With the post-2010 drive to lower net migration numbers, the Home Office has forced the evolution of these visa “sponsorship” relationships into ones where organisations are bound to monitor migrants to see that they are doing what they allegedly supposed to do – that student visa holders are actually attending class, that labour migrants are actually on the job, etc. This has been accompanied by another category of increasing onerousness, where the Home Office has gradually eroded the ability of many non-EU immigrants (especially students) to switch between visa categories and put up greater administrative barriers (raising requirements and visa fees) to come to or stay in the UK.

Rudd’s proposals are then, in many senses, fundamentally familiar – a rerun of what is by now a well-worn playbook. Familiar, too, is her rhetorical devotion to the benefits of allowing in the “best and brightest.” Indeed, in her time as Home Secretary, one of Theresa May’s crucial political moves was to ring-fence intra-company transfers, other sponsored “high-skill” migration, and the ability of reputable universities to sponsor international students.

These accommodations have allowed these powerful constituencies to live with developments they find uncomfortable, with the bulk of policy changes affecting family migrants, the lower-skilled, and higher educational institutions lower on the perceived pecking order. Again, Rudd’s plans – subject, as she emphasises, to “consultation” – seem to be an extension of these patterns.

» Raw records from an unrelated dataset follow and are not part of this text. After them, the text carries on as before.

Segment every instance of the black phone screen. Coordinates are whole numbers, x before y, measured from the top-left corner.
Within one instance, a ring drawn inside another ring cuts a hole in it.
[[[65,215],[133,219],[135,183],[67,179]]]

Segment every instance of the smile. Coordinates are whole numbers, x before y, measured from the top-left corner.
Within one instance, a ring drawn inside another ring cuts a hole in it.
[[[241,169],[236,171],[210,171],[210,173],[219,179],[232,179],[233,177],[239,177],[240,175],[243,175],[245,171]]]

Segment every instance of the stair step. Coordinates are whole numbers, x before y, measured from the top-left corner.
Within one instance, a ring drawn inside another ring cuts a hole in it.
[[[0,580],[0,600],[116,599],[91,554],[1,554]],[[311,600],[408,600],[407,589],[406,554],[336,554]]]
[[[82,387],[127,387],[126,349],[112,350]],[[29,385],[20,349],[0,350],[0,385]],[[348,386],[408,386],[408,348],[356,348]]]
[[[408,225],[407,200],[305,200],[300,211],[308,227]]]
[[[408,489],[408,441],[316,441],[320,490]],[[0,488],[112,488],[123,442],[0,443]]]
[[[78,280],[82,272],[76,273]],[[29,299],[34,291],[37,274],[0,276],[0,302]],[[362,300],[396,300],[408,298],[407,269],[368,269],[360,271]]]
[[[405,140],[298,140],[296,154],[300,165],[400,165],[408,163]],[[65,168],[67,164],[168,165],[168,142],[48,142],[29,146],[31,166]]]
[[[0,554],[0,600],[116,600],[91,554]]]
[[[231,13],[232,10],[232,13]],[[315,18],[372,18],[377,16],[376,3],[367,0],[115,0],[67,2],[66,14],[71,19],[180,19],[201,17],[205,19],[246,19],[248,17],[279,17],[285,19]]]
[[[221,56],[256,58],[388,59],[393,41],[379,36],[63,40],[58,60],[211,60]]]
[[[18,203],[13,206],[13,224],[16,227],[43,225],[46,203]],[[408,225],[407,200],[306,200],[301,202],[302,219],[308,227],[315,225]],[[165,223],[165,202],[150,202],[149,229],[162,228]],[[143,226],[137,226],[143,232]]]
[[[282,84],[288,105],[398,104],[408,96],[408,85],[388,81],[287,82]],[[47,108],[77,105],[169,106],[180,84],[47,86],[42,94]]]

So, if this “outsourcing” is just a continuation of existing patterns, why have Rudd’s announcements been received in some quarters as the foretelling of a dark new era?

Brexit has brought forward the possibility of EU migrants falling under such policy changes, which up to now have affected only non-EU migrants. Including Europeans under such a regime would make migration to the UK fundamentally more rigid and would impose much more extensive monitoring duties on institutions that have, up to now, only had to adopt such roles in relation to non-EU migrants.

Of course, the government has not exactly decided what rules it will impose on EU citizens in Britain. One thing is for certain, however: the claim that Brexit would lead to a relaxation of the government’s unrealistic target of reducing migration to the “tens of thousands” has been dashed. The idea of “naming and shaming” – while a throwaway as far as the speech was concerned – echoes what many see as the disturbing new acceptability of anti-immigrant feeling since the referendum. With further restriction being imposed on an ever-growing number of people – and with the government’s renewed emphasis on multi-sectoral monitoring – we should be in no doubt that this is a process that has just begun.